There are two analyses:

  1. WGS data only: quantitative matching
  2. amplicon + WGS data: comparison on which gives us better quantitative matching

5.3.1 WGS data only: quantitative matching

Here the question is: do we see a statistical relationship between the proportion of pollen grains input into a sample and the proportion of read counts that are output? As described in the Overview section at the beginning, we do this with a linear mixed-effects model as we are looking for a linear relationship between the input pollen grain proportions, and the proportions of output sample reads. A logistic relationship, as would likely be predicted with a binomial-errors model, is not helpful to an end-user here even though the data are ultimately binomial in nature.

We tried specifying these models with intercept = 0. Unfortunately, we can’t estimate an \(R^2\) with a specification of zero intercept, at least with the r2beta function (not sure why). Either way, we ultimately didn’t do this even though we could get the models to work.

# linear mixed-effects model

# ultimately want 3 analyses: {species, genus, and family}
# within each, we will do a separate analysis without the nested random effect of the 'replicate ID', and with a zero intercept. We will do these to make them more directly comparable to the amplicon analyses below. 

# species
quant.species = lmer(quant.species ~ pollen.grain.proportion + (1|mix.ID/krak.rep.ID) + (1|species), data = truepos.krak.species)
## boundary (singular) fit: see ?isSingular
#quant.species.nonest = lmer(quant.species ~ pollen.grain.proportion + (1|mix.ID) + (1|species), data = truepos.krak.species)

# genus
quant.genus = lmer(quant.genus ~ pollen.grain.proportion + (1|mix.ID/krak.rep.ID) + (1|genus), data = truepos.krak.genus)
## boundary (singular) fit: see ?isSingular
#quant.genus.nonest = lmer(quant.genus ~ pollen.grain.proportion + (1|mix.ID) + (1|genus), data = truepos.krak.genus)

#family
quant.family = lmer(quant.family ~ pollen.grain.proportion + (1|mix.ID/krak.rep.ID) + (1|family), data = truepos.krak.family)
## boundary (singular) fit: see ?isSingular
#quant.family.nonest = lmer(quant.family ~ pollen.grain.proportion + (1|mix.ID) + (1|family), data = truepos.krak.family)

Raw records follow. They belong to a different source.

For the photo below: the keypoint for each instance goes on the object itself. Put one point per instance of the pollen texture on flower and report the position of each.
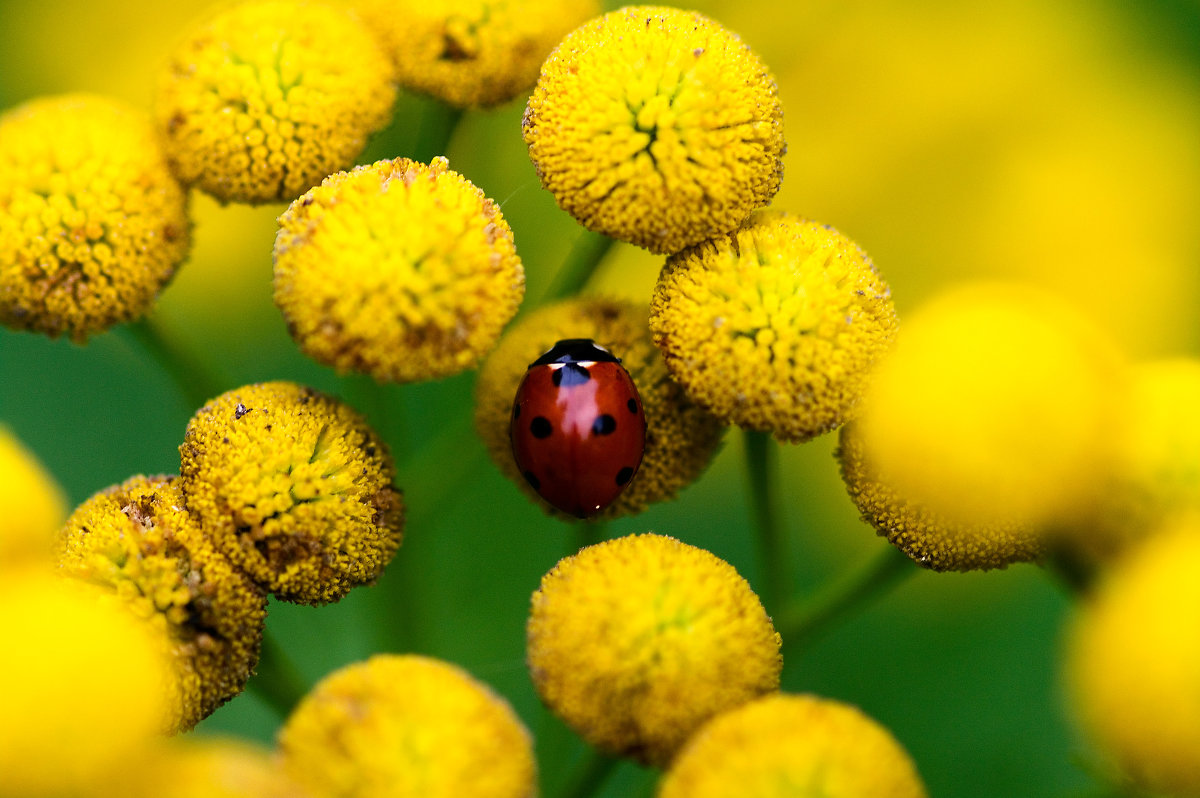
(294, 487)
(657, 126)
(138, 540)
(681, 438)
(400, 270)
(997, 403)
(85, 685)
(265, 99)
(407, 726)
(93, 223)
(931, 541)
(31, 504)
(1133, 661)
(774, 327)
(791, 745)
(635, 642)
(477, 52)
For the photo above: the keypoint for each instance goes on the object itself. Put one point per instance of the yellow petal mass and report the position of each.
(681, 438)
(407, 726)
(294, 489)
(264, 99)
(774, 327)
(657, 126)
(93, 223)
(401, 270)
(637, 641)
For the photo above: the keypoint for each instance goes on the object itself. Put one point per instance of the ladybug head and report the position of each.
(575, 351)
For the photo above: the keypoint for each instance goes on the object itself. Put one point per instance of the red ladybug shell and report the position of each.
(579, 430)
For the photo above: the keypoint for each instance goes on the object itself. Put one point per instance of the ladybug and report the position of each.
(577, 427)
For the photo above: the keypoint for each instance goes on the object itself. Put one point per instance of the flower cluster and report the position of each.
(93, 223)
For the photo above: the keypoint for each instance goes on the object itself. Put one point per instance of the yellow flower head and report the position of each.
(403, 726)
(269, 96)
(681, 438)
(1156, 473)
(93, 225)
(294, 487)
(400, 270)
(138, 540)
(774, 327)
(31, 504)
(471, 53)
(790, 745)
(1133, 661)
(635, 642)
(996, 406)
(210, 767)
(657, 126)
(929, 539)
(84, 685)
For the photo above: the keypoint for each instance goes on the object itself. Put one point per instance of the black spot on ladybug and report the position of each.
(604, 425)
(571, 373)
(540, 427)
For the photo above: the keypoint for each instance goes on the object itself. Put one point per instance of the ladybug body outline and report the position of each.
(577, 427)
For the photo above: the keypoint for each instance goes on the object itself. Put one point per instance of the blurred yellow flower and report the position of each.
(774, 327)
(400, 270)
(928, 539)
(294, 487)
(267, 97)
(637, 641)
(657, 126)
(403, 726)
(791, 745)
(138, 540)
(681, 438)
(84, 687)
(93, 225)
(31, 504)
(471, 53)
(996, 406)
(1133, 661)
(1156, 473)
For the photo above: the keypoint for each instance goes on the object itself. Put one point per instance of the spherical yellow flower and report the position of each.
(657, 126)
(789, 745)
(31, 504)
(681, 438)
(1133, 663)
(930, 540)
(774, 327)
(93, 225)
(267, 97)
(469, 53)
(294, 487)
(209, 767)
(997, 406)
(84, 685)
(637, 641)
(1157, 461)
(400, 270)
(407, 726)
(138, 540)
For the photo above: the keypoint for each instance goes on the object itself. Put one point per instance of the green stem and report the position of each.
(591, 777)
(805, 619)
(582, 261)
(762, 480)
(190, 375)
(276, 679)
(438, 124)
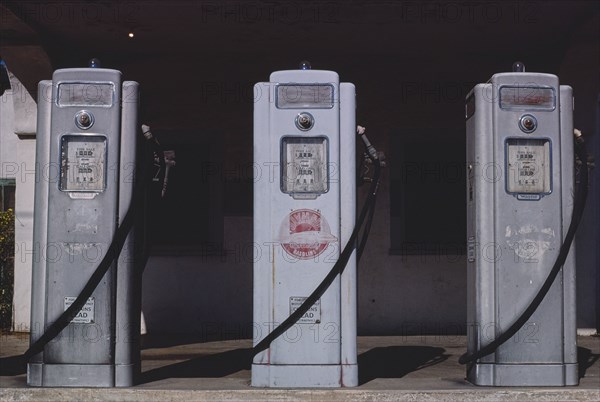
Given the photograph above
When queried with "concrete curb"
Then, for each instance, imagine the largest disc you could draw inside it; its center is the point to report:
(137, 394)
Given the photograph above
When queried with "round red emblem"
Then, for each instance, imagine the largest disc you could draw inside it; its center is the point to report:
(305, 234)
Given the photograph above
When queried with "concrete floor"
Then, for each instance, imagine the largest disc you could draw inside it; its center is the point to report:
(411, 368)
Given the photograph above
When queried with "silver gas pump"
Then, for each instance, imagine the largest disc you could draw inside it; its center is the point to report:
(304, 214)
(521, 221)
(86, 155)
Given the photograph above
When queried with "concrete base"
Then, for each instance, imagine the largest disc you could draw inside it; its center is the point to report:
(304, 376)
(392, 368)
(80, 375)
(524, 375)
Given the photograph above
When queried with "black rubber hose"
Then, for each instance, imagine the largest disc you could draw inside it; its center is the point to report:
(337, 269)
(363, 242)
(578, 207)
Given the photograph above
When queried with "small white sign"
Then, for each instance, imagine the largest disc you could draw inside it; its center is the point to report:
(312, 316)
(86, 314)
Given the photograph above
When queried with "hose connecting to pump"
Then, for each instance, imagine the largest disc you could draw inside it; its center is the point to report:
(340, 265)
(113, 252)
(578, 207)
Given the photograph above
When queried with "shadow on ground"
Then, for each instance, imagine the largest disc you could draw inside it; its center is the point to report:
(214, 365)
(397, 361)
(586, 359)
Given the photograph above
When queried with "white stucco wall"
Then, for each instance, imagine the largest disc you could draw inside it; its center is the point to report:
(18, 113)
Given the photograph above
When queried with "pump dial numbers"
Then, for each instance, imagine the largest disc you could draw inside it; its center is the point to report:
(82, 165)
(528, 166)
(304, 166)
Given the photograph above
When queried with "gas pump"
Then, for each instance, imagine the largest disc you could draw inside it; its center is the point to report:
(84, 292)
(521, 219)
(304, 214)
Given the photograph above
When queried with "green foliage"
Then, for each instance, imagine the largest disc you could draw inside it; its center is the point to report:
(7, 250)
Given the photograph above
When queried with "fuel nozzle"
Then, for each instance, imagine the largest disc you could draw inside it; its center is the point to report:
(360, 130)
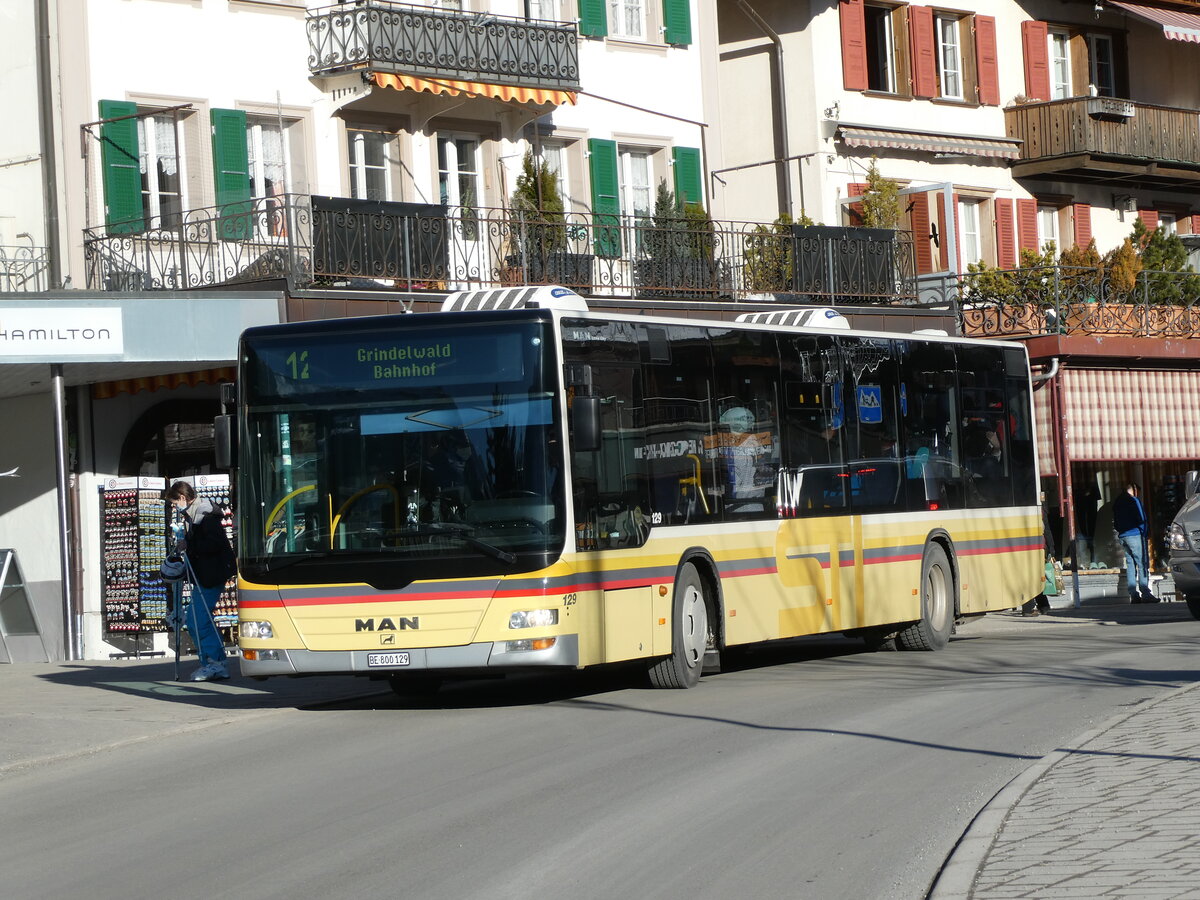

#=========================================
# r-squared calculation at the family level
r2.family = r2beta(quant.family)
#r2.family.nonest = r2beta(quant.family.nonest)

# r-squared calculation at the genus level
r2.genus = r2beta(quant.genus)
#r2.genus.nonest = r2beta(quant.genus.nonest)

# r-squared calculation at the species level
r2.species = r2beta(quant.species)
#r2.species.nonest = r2beta(quant.species.nonest)

#Merge the slope ("Estimate"), p-value ("Pr...t..") from the mixed models with the r-squared value for each test
coefs_quant.family <- cbind((data.frame(coef(summary(quant.family)))["pollen.grain.proportion",c("Estimate","Pr...t..")]), r2.family[2,6])
#coefs_quant.family.nonest <- cbind((data.frame(coef(summary(quant.family.nonest)))["pollen.grain.proportion",c("Estimate","Pr...t..")]), r2.family.nonest[2,6])

coefs_quant.genus <- cbind((data.frame(coef(summary(quant.genus)))["pollen.grain.proportion",c("Estimate","Pr...t..")]), r2.genus[2,6]) 
#coefs_quant.genus.nonest <- cbind((data.frame(coef(summary(quant.genus.nonest)))["pollen.grain.proportion",c("Estimate","Pr...t..")]), r2.genus.nonest[2,6]) 

coefs_quant.species <- cbind((data.frame(coef(summary(quant.species)))["pollen.grain.proportion",c("Estimate","Pr...t..")]), r2.species[2,6]) 
#coefs_quant.species.nonest <- cbind((data.frame(coef(summary(quant.species.nonest)))["pollen.grain.proportion",c("Estimate","Pr...t..")]), r2.species.nonest[2,6])

#Rename row names 
row.names(coefs_quant.family) = "Family"
row.names(coefs_quant.genus) = "Genus"
row.names(coefs_quant.species) = "Species"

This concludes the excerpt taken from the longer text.